Saturday, March 31, 2007

Ennui and new yarn

For about the next month or so, I probably won't be blogging that much (I say this now -- we'll see). I'm finishing up my final year of graduate school toward my Master's degree, which means that my time is supposed to will be taken up by finishing, presenting, and writing up my master's project. This process will, I hope, be minimally painful. What it will be, for sure though, is time consuming, leaving little time to knit and/or blog.

On top of that, I've hit a few knitting walls this past week, and my knitting-mojo is suffering for it. The Urban Aran awaits attention somewhat impatiently. I cannot, for the life of me, pick up the required number of stitches along the neckline. I'm hoping that this is simply a product of me not knowing how to pick up stitches correctly (see below), and not the sloppy decreasing job. To determine this, I will have to check in with my LYS. However, I did not buy this yarn from said LYS, which tries to reserve its help for its own yarns (understandably so), and so I will have to beg and plead and probably offer money (totally worth it). However -- this whole grad school thing makes scheduling all of that difficult.

I discovered my lack-of-picking-up-stitches prowess when I dove into The Knitter's Book of Finishing Techniques with five Urban Aran pieces spread across my lap. Somewhere I had picked up an approach that looked nothing like the example in the book. While the new technique made my attempts on the collar more attractive (if not accurate), it created a little wrinkle in my brain. If I had been picking up stitches incorrectly all this time...then the picking up of stitches that I have done on the capecho are... incorrect. And while picking up incorrectly on a sock doesn't really matter -- you still get a fitting sock -- picking up incorrectly on the capecho may have disasterous results. So disasterous, in fact, that after a brief look at the six pentagons I've finished, and a quick realization that to fix this I would have to frog five -- I put the pieces down. I folded them up. And I have not looked at them since. (Brenda Dayne's most recent blog post on why you should not try to alter a Norah Gaughan pattern in any way is not helping.)
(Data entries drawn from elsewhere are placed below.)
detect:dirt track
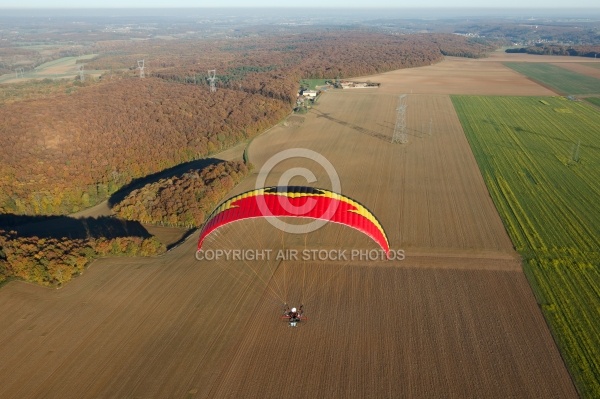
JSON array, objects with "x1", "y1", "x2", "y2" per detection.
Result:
[{"x1": 0, "y1": 54, "x2": 578, "y2": 398}]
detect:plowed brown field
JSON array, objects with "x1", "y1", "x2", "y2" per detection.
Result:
[
  {"x1": 550, "y1": 62, "x2": 600, "y2": 79},
  {"x1": 357, "y1": 56, "x2": 556, "y2": 96},
  {"x1": 360, "y1": 52, "x2": 600, "y2": 96},
  {"x1": 210, "y1": 263, "x2": 569, "y2": 398},
  {"x1": 0, "y1": 54, "x2": 577, "y2": 398}
]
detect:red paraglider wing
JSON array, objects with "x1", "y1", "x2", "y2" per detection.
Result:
[{"x1": 197, "y1": 186, "x2": 389, "y2": 255}]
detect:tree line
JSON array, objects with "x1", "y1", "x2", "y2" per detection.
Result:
[
  {"x1": 506, "y1": 44, "x2": 600, "y2": 57},
  {"x1": 113, "y1": 161, "x2": 252, "y2": 228},
  {"x1": 0, "y1": 228, "x2": 165, "y2": 286}
]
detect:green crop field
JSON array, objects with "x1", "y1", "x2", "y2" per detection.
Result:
[
  {"x1": 584, "y1": 97, "x2": 600, "y2": 107},
  {"x1": 504, "y1": 62, "x2": 600, "y2": 95},
  {"x1": 452, "y1": 95, "x2": 600, "y2": 398},
  {"x1": 300, "y1": 78, "x2": 329, "y2": 90},
  {"x1": 0, "y1": 54, "x2": 101, "y2": 84}
]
The Jaywalker, in its third incarnation, is coming along. And although the yarn is wonderful, the pooling is...kind of hideous. I love them nonetheless, but -- you know how it goes. Frustrating.
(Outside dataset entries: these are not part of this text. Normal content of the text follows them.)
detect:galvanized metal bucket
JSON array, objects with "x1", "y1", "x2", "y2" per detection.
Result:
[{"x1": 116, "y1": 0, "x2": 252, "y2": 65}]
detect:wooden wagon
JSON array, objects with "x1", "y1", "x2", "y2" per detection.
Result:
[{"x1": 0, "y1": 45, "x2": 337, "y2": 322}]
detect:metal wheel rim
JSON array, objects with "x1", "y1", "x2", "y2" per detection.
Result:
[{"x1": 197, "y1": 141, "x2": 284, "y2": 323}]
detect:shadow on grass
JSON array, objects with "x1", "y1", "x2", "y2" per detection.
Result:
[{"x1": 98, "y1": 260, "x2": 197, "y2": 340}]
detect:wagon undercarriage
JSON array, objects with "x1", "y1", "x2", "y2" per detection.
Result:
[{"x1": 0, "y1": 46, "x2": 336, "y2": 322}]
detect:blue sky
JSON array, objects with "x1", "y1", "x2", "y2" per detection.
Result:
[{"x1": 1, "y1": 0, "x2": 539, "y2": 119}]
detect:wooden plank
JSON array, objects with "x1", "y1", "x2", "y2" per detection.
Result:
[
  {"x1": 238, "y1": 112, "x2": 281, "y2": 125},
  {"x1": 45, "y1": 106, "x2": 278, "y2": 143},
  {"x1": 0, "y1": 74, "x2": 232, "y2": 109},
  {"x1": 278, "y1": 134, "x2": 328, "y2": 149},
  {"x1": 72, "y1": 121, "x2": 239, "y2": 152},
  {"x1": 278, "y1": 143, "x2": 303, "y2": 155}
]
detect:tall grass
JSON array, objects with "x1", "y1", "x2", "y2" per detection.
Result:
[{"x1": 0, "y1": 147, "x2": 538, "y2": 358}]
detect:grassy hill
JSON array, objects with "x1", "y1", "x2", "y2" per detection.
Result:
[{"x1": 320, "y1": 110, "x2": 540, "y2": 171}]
All of this makes me itch for a new project. Which I don't really have time to do just at the moment. Hence, my knitting-mojo frustrations.

This, of course, did not stop me from picking up a skein of 50/50 merino/tencel fingering weight yarn from Mary Ann Pagano of Three Waters Farm, a local fiber artist. She sells her hand-painted yarns at the Carrboro Farmer's Market, where I've admired them for over a year. I finally gave in today (her friendliness and my project frustration were too much to fight) and picked this up. The colors are just -- iridescent. Purples, greens, some blue... almost too good for the socks I'm planning. I think I'll play with some swatches and see what it wants to be.


I'll leave you with this: Baby yarn! The picture is poor -- I only got one in on a recent fishing trip to a nearby farm's pond. I of course was more interested in the week-and-a-half-old lambs.


Most recent podcast: Cast-On, with Brenda Dayne.
(The podcast responsible for this madness by introducing me to online knitting culture.)

Currently listening to: Cider in Battle Ground playlist: No Lonesome Tune, Townes Van Zandt.
What I should be am doing: Waiting for pyramids to build in ArcGIS. Grr.

2 comments:

Devon said...

I hope that you squealed "Baby yarn!" upon seeing the lambs. It would be very 20-something Tutak of you.

knittingphilistine said...

ARCGis! Pyramids!! What are you studying at Duke?? I'm an archaeology grad student who has had to do some GIS work herself, and hated every minute of it!!

Hope your projects get with the program and stop tormenting you soon! It's all the more frustrating when you have problem knits with minimal amount of time--knitting tends to become a hassle then. Glad to see you're taking appropriate action by buying more pretty yarn!